Many people hate spoilers. If you’re one of them please look away now. Because it is hard not to talk about Glenna Morrison’s play without saying how weird the ending is.
What we get until the closing moments is a non-story about a single mother, Guffy, who is lured away from her infant daughter to party with friends for the night. She leaves the child with her bedridden adoptive mother, Alba. That the older woman is scarcely able to look after herself is a warning sign. On Guffy’s return home to Alloa from Glasgow, she finds her daughter dead and takes her anger out on Alba.
So far so predictable, but just as the play has appeared to end, we hear a newsflash. Guffy’s attack on Alba, it claims, came as a consequence of the trauma of a stillbirth. The baby was never alive. Nothing we have seen for the previous hour has been what it seemed. Were both women fantasising?
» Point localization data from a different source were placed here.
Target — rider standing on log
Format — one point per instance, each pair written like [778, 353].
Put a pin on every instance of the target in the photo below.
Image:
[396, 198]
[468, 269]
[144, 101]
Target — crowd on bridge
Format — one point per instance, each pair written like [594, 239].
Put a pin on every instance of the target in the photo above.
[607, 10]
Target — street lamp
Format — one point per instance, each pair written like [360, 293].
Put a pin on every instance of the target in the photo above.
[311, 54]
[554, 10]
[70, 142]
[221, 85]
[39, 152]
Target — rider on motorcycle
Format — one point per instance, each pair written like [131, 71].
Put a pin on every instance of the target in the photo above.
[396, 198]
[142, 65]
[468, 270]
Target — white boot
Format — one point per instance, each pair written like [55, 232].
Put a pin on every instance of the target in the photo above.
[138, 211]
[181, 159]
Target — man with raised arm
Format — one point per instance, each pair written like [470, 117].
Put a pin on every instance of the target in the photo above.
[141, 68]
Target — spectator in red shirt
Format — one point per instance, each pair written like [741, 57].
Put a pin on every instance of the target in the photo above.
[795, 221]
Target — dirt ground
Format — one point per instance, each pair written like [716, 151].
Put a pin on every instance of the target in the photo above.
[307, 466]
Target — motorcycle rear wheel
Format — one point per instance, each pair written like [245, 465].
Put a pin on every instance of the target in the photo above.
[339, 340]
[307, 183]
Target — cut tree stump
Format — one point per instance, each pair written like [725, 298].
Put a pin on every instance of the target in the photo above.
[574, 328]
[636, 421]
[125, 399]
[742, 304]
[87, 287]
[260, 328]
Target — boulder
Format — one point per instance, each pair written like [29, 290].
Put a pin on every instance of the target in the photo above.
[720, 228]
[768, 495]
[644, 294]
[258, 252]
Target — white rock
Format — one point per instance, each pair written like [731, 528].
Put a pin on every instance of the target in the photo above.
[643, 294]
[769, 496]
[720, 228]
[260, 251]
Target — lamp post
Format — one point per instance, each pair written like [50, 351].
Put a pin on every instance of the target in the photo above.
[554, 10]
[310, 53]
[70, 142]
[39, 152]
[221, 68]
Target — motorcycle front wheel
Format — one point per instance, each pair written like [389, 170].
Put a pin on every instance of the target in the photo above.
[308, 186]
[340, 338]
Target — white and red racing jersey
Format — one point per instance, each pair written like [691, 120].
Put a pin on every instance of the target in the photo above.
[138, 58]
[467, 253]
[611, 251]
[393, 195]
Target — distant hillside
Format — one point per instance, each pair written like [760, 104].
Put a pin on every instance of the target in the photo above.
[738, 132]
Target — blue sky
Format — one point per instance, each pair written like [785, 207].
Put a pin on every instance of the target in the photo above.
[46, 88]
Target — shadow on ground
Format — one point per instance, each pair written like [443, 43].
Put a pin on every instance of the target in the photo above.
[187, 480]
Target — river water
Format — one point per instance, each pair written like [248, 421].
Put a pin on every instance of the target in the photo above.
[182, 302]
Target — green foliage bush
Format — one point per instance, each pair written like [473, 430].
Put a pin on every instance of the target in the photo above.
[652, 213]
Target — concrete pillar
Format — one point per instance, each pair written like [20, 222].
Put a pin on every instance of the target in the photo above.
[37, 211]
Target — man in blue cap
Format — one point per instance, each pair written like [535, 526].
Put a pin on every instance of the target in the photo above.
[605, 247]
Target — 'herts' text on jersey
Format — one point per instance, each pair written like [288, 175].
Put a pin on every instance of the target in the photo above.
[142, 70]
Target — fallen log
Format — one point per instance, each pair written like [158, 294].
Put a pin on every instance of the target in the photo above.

It doesn’t just add a twist, it creates a whole new story. And it is one that would have been more fruitfully told if we had been given the withheld information in the first place.
The delayed revelation is symptomatic of a two-hander that has no sense of the dramatic. Guffy and Alba rarely interact. Instead, they deliver rambling monologues that suggest the real action of the play is happening somewhere else. That Alba insists on singing every last verse of her favourite traditional songs only adds to the air or inconsequentiality. The show’s claim to be an “allegorical tale of the state of our nation” provides no more of an explanation.
Georgia Blue Ireland gives an abrasive performance in the title role with suitably sour support from a bedbound Ceit Kearney, but the play would need more than strong actors to reveal its dramatic heart.